NATIONAL ASSOCIATION OF STATE UTILITY CONSUMER ADVOCATES
Requesting Congress to clarify applicable provisions of the Internal Revenue Code to provide that the normalization rules set forth therein are not violated when the benefits of unamortized investment tax credits and excess deferred income taxes are passed on to ratepayers due to the sale of generation property
WHEREAS, In 1986 Congress amended the Internal Revenue Code by lowering the corporate income tax rate, terminating investment tax credits on certain utility property and thereby creating a condition of over-recovery for deferred taxes and tax credits calculated under the prior income tax rates applicable to public utilities;
WHEREAS, prior to Congressional enactment of the Tax Reform Act of 1986 which accomplished these changes, the representatives of electric utilities argued that immediate recognition in utility rates of the excess deferred tax amounts and investment tax credits would constitute a financial hardship to the utilities and create cash flow difficulties;
WHEREAS, the representatives of the National Association of State Utility Consumer Advocates (NASUCA), the National Association of Regulatory Utility Commissioners (NARUC) and others argued that, to the contrary, ratepayers deserved full and immediate recognition of all tax credits associated with utility property in rates, prior to enactment of the1986 tax changes;
WHEREAS, the representatives of electric utilities asserted during this Congressional debate that, if ratepayer receipt of these tax benefits were to be delayed as proposed by the same electric utilities, ratepayers advocates could nonetheless count on the full amount of these deferred credits to be eventually returned to the benefits of ratepayers in future state and federal ratemaking proceedings;
WHEREAS, in 1997 and 1998 the states of Maine and Connecticut, respectively, enacted Electric Restructuring legislation providing for the divestiture of electric generating property that previously had been included in rate base for ratemaking purposes,
WHEREAS, numerous other states have subsequently adopted similar provisions providing for the divestiture of generating property by means of mandatory or voluntary sale, as a means for reducing the level of stranded costs which otherwise were eligible for recovery in rates from electric customers;
WHEREAS, in rent Private Letter Rulings involving utilities in Maine and Connecticut, the Internal Revenue Service has ruled against the flowthrough to ratepayers of any excess deferred income taxes or investment tax credits associated with generation property divested under a state restructuring statute; and
WHEREAS, these rulings are inconsistent with the statements of utility representatives that informed the Congressional debate prior to the enactment of the Tax Reform Act of 1986 and constitute a significant hardship to electric consumers who must pay for stranded costs associated with the same assets.
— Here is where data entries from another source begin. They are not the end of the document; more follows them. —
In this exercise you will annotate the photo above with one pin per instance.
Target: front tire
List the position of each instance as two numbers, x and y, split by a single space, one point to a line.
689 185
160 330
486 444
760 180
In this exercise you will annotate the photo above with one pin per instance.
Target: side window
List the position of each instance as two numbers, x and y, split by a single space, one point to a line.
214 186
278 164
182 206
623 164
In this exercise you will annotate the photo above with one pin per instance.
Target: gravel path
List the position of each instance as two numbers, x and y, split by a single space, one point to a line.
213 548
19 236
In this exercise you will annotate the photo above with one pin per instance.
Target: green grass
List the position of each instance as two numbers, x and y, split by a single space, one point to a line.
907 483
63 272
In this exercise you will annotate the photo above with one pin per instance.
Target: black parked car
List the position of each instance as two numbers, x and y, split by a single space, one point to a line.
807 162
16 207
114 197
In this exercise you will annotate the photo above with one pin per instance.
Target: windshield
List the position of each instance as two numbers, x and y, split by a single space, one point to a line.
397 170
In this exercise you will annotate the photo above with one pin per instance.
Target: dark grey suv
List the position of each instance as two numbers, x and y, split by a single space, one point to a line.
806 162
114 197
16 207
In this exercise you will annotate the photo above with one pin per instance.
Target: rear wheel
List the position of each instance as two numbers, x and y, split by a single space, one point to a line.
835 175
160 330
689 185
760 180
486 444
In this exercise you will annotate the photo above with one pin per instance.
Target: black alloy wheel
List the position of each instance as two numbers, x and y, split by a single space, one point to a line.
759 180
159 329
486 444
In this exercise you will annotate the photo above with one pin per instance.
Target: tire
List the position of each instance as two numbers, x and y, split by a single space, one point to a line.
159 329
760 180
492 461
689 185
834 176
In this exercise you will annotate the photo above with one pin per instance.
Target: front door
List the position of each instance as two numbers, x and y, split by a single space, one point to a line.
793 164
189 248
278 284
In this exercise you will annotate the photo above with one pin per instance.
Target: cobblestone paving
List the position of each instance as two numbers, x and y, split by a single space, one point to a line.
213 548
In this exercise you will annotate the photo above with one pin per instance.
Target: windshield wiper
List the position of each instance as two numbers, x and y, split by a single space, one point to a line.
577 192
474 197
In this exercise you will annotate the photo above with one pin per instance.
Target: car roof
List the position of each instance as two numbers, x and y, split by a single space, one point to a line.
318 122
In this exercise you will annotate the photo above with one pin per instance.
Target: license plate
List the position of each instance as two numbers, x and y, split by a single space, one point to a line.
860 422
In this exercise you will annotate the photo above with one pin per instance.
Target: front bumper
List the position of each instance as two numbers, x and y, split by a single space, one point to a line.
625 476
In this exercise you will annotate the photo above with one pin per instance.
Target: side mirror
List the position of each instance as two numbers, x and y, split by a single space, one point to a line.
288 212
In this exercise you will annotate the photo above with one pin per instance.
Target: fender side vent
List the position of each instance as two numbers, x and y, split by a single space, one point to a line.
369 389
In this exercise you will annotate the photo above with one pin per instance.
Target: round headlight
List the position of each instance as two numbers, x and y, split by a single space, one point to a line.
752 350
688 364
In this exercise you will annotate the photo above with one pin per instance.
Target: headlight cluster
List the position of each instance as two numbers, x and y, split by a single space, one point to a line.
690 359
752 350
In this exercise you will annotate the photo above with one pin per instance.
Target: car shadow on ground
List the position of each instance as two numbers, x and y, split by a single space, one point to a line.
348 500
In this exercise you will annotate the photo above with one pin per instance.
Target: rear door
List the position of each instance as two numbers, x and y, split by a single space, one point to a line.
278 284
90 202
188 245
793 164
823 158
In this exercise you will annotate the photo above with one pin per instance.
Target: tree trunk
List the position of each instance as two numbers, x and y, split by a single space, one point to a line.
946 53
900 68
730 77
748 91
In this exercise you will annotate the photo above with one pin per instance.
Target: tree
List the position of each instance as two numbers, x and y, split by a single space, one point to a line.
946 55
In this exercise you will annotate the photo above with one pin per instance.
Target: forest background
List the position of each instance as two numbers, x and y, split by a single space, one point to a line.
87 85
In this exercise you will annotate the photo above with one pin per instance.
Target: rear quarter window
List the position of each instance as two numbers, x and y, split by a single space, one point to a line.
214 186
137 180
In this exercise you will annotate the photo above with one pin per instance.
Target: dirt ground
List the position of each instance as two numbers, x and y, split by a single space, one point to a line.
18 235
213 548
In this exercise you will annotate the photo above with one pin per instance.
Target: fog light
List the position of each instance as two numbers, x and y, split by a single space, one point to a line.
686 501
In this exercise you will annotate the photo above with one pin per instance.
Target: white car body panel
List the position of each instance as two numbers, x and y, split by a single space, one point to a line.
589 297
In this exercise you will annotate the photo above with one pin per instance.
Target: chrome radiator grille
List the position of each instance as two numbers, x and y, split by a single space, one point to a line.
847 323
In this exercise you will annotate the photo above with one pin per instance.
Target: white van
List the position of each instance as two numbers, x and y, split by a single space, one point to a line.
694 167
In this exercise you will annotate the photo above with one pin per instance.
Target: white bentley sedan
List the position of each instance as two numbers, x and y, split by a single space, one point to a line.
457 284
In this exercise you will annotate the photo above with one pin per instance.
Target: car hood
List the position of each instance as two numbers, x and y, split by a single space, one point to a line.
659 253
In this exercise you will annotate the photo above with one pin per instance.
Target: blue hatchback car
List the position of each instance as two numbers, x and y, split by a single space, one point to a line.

THEREFORE, BE IT RESOLVED, that the National Association of State Utility Consumer Advocates requests Congress to clarify applicable provisions of the Internal Revenue Code to provide that the benefits of unamortized investment tax credits and excess deferred income taxes are passed on to ratepayers due to the sale of generation property;
BE ALSO RESOLVED, THAT NASUCA may join with NARUC and other organizations vested with responsibility for the interests of utility consumers in seeking to argue jointly and in concert for such changes to federal law as override and reverse the Private Letter Rulings referred to above; and
BE IT FINALLY RESOLVED, that the Executive Committee of NASUCA is authorized to take all steps consistent with this Resolution in order to secure its implementation.